We adopted a simplified and actionable framework. We chose six critical dimensions that most organizations correlated with Revenue or Capacity growth or Cost Reduction, as well as being better prepared to deal with ever-changing economic and competitive environments.

  1. Operational Efficiency
  2. Data-Driven Decision Making
  3. Collaboration and Change Management
  4. Customer Relationship and Growth
  5. Security and Compliance
  6. Team Development and Engagement.

We derived insights from over 80,000 data points gathered from ~2,000 organizations representing a fusion of SMBs, nonprofits, and governmental agencies.

We narrowed down options of 12 or 25 questions to provide flexibility based on the depth needed and mapped practical next steps for each maturity level on each dimension.

Armed with this dataset and design principles, we began validating our model in consulting engagements. The results were consistent and telling: not only could these entities pinpoint their digital maturity and AI readiness, but they also walked away with tailored pragmatic advice. This included clear directives on their subsequent steps, investment projections, and expected ROI.

Our quantitative and qualitative findings continuously underline one core statement: Digital Maturity (including responsible use of AI) correlates to growth.

Why It Matters: Digital Maturity Correlates to Growth

We noticed a clear correlation between the level of digital adoption (and, by extension, AI maturity) and business success.

Our data science exploration led our teams toward a nonlinear correlation, using the characteristics of Richard’s curve to depict the nuanced progression of digital transformation. Interestingly, the halfway mark on our index is around the 60% mark, a point we’ve identified as the “digital ready” phase for effectively harnessing AI. Here, we consistently see a marked difference between peers in terms of success, emphasizing how even a modest progression in digital maturity can result in significant growth.

CEOs and CFOs found resonance with these insights, especially when provided with clear, actionable directions.
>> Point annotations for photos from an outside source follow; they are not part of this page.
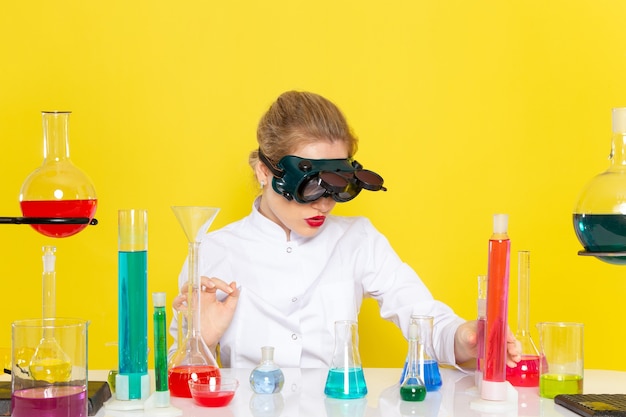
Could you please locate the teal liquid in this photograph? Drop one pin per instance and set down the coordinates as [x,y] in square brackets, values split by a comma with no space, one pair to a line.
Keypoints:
[550,385]
[345,383]
[132,319]
[602,233]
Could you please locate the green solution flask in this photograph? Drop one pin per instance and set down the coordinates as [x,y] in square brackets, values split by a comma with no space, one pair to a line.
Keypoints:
[600,212]
[412,387]
[345,377]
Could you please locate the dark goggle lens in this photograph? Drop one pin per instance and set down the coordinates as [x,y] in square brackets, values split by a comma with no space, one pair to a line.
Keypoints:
[328,184]
[369,180]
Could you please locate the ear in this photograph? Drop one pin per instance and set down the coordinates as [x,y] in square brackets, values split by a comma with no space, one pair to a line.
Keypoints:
[263,174]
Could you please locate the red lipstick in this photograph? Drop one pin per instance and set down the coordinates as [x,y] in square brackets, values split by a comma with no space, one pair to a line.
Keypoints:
[316,221]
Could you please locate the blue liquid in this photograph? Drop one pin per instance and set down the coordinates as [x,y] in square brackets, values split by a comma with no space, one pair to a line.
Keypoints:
[267,382]
[133,318]
[345,383]
[602,233]
[429,373]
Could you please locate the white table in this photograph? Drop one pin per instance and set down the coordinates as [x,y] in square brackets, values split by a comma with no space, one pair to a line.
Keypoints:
[303,396]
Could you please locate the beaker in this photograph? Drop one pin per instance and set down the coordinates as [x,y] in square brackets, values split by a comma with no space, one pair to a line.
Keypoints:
[600,212]
[58,189]
[526,373]
[31,396]
[345,378]
[193,356]
[562,358]
[132,381]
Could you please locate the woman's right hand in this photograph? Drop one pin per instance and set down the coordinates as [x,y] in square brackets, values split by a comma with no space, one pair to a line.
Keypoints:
[215,315]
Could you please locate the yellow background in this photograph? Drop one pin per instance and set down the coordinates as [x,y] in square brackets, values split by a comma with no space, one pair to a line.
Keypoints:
[467,108]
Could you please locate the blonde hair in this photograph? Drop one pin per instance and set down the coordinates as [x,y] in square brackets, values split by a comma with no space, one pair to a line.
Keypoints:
[297,118]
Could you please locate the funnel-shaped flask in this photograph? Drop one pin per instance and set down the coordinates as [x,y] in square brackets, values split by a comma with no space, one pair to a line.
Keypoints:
[58,189]
[193,356]
[345,378]
[600,213]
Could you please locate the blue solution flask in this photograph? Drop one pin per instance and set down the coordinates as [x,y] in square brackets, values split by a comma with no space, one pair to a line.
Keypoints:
[428,367]
[345,378]
[267,377]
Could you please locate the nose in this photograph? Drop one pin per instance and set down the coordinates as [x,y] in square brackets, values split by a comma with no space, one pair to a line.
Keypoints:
[324,204]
A14SP AI and Digital Transformation Index This image shows a scatter plot of the A14SP AI and Digital Transformation Index. The index measures businesses' adoption of artificial intelligence (AI) and digital transformation (DX). The scatter plot shows that businesses with higher adoption of AI and DX tend to have higher YoY profit growth.

“‘What repetitive and tedious tasks can we automate?’ That question was our eureka moment,” shared Liz, the driving force behind a Social Justice organization in Alabama, during one of our discussions.

Based on her query, our model suggested an investment of $750 in a custom add-on for their spreadsheet software coupled with a forecasted $100/yr on OpenAI API calls.

Such a seemingly simple measure has the potential to save the organization over $25K per year, not to mention the invaluable opportunity it presents in reallocating a key team member from tedious back-office tasks to impactful fieldwork.

Evolving our approach for NPOs

While the concepts of reducing costs and augmenting capacity resonate well with leaders at NPOs, we get consistent feedback on an urgent need to go beyond looking at fundraising or operational cost reduction improvements.

Most leaders are asking for benchmarking data related to digital maturity and impact.

But how can we define impact?

The Impact Genome Project has done the best work on mapping impact, but most NPOs lack the sophistication to measure things at that level. We started to explore correlations (not causation) between people served per dollar and the organization’s level of digital maturity.

Where to start?

Embracing digital maturity isn’t just a tech imperative; it’s a growth catalyst. While humble in its design, our AI Compass aims to influence the responsible adoption of AI, guiding organizations to navigate and thrive in this digital age, perfecting their link between Digital Maturity and their Definition of Success.